I plod the land


                                  i plod the land of ancient time
                                   where faceless days and voiceless nights
                                      rest anaesthetized
                                   beneath the hand
                                      of willed and bland oblivion.
                                  descending burrowed abysses
                                   where memory plays its instant frames,
                                  i step into the tangled mesh
                                   of mortal patterns etched in ice;
                                  i crouch surrounded
                                      by   my   self
                                   and feel the web encircle me.
                                  peering into mirrored pools
                                   i see the past disrobe and speak
                                   of crusted blood and careless tears
                                  that filtered through my roaring streams;
                                   i see my thoughts undress and hide
                                     along the empty paths i ran.

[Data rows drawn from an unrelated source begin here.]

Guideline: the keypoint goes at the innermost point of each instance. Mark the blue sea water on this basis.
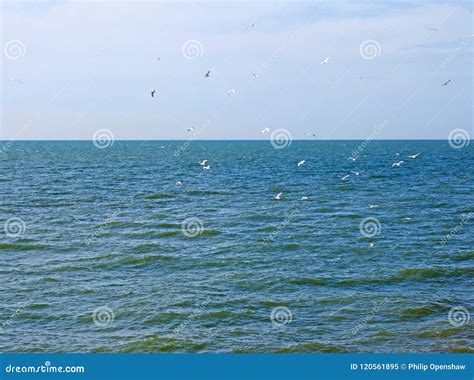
(95, 259)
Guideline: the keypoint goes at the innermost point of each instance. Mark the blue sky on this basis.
(90, 65)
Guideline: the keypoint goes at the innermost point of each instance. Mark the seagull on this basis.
(398, 164)
(250, 26)
(16, 80)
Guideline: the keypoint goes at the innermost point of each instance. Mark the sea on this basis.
(103, 250)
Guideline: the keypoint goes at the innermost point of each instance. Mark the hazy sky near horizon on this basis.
(84, 66)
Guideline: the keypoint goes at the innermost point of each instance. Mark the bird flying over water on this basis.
(16, 80)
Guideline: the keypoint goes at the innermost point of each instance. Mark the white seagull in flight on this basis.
(397, 164)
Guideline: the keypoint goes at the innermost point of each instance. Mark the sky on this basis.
(70, 68)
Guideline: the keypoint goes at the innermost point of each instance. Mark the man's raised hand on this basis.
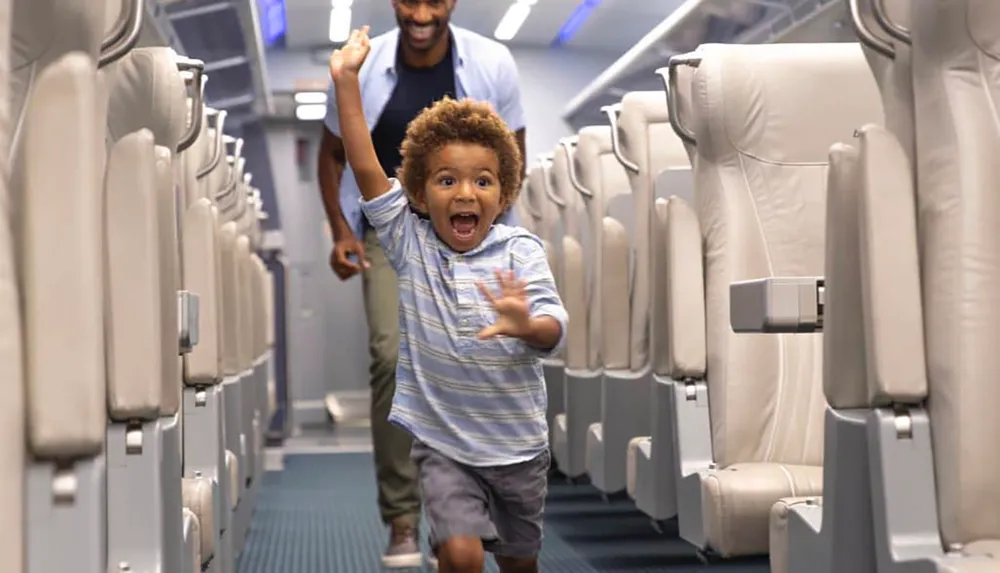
(348, 59)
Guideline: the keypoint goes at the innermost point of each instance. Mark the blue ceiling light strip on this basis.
(273, 25)
(575, 20)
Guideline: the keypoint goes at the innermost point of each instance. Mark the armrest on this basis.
(777, 305)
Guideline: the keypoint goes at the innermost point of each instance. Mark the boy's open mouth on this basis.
(464, 225)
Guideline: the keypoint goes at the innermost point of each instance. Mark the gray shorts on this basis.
(502, 505)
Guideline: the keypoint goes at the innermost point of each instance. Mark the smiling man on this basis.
(420, 62)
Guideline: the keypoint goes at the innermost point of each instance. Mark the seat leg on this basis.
(173, 493)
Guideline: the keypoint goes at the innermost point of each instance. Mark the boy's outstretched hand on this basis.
(511, 306)
(350, 56)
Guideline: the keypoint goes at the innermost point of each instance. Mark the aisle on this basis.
(319, 516)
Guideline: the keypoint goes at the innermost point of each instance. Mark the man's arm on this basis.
(358, 146)
(522, 145)
(330, 167)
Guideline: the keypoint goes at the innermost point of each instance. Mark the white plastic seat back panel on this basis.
(201, 246)
(166, 195)
(765, 117)
(956, 47)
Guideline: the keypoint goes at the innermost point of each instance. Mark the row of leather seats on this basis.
(137, 315)
(783, 272)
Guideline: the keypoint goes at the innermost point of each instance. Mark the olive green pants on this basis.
(396, 474)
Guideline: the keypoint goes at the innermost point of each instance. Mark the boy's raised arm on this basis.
(344, 66)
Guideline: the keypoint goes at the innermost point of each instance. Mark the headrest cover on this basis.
(776, 93)
(595, 140)
(147, 91)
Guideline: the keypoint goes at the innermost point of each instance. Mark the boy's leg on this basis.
(455, 505)
(398, 494)
(517, 508)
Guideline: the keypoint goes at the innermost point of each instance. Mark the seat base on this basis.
(799, 518)
(66, 516)
(639, 454)
(625, 414)
(838, 537)
(735, 504)
(656, 460)
(205, 458)
(582, 393)
(137, 496)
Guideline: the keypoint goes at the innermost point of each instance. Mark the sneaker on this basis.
(403, 551)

                                  i try to wash the pain away
                                           and
                                   slice the ropes that keep me bound,
                                  but razor edges of my sin
                                      slide deep into the fleshy part,
                                      wedge firm within my fleshy part.....
                                     i taste the cutting with my tongue
                                     and bite the harshness as they sink.
                                  i throw myself against the wall
                                   and dash my head with jagged stones,
                                   in efforts to escape this purge
                                      of looking at my nakedness,
                                      of sewing on my barren limbs,
                                   accepting them as part of me.
                                  i lie awake upon the floor
                                   amidst the crumbs of who i am,
                                   and dig the lava from my eyes
                                  that blinded me to sacred light,
                                   and tear the blanket from my heart
                                  that let me sleep contentedly.
                                  i plod the land of present time
                                   with fearless days and voiceless nights
                                  and raise my arms
                                  in anguished call.....
                                  i stand and bellow
                                  to my God.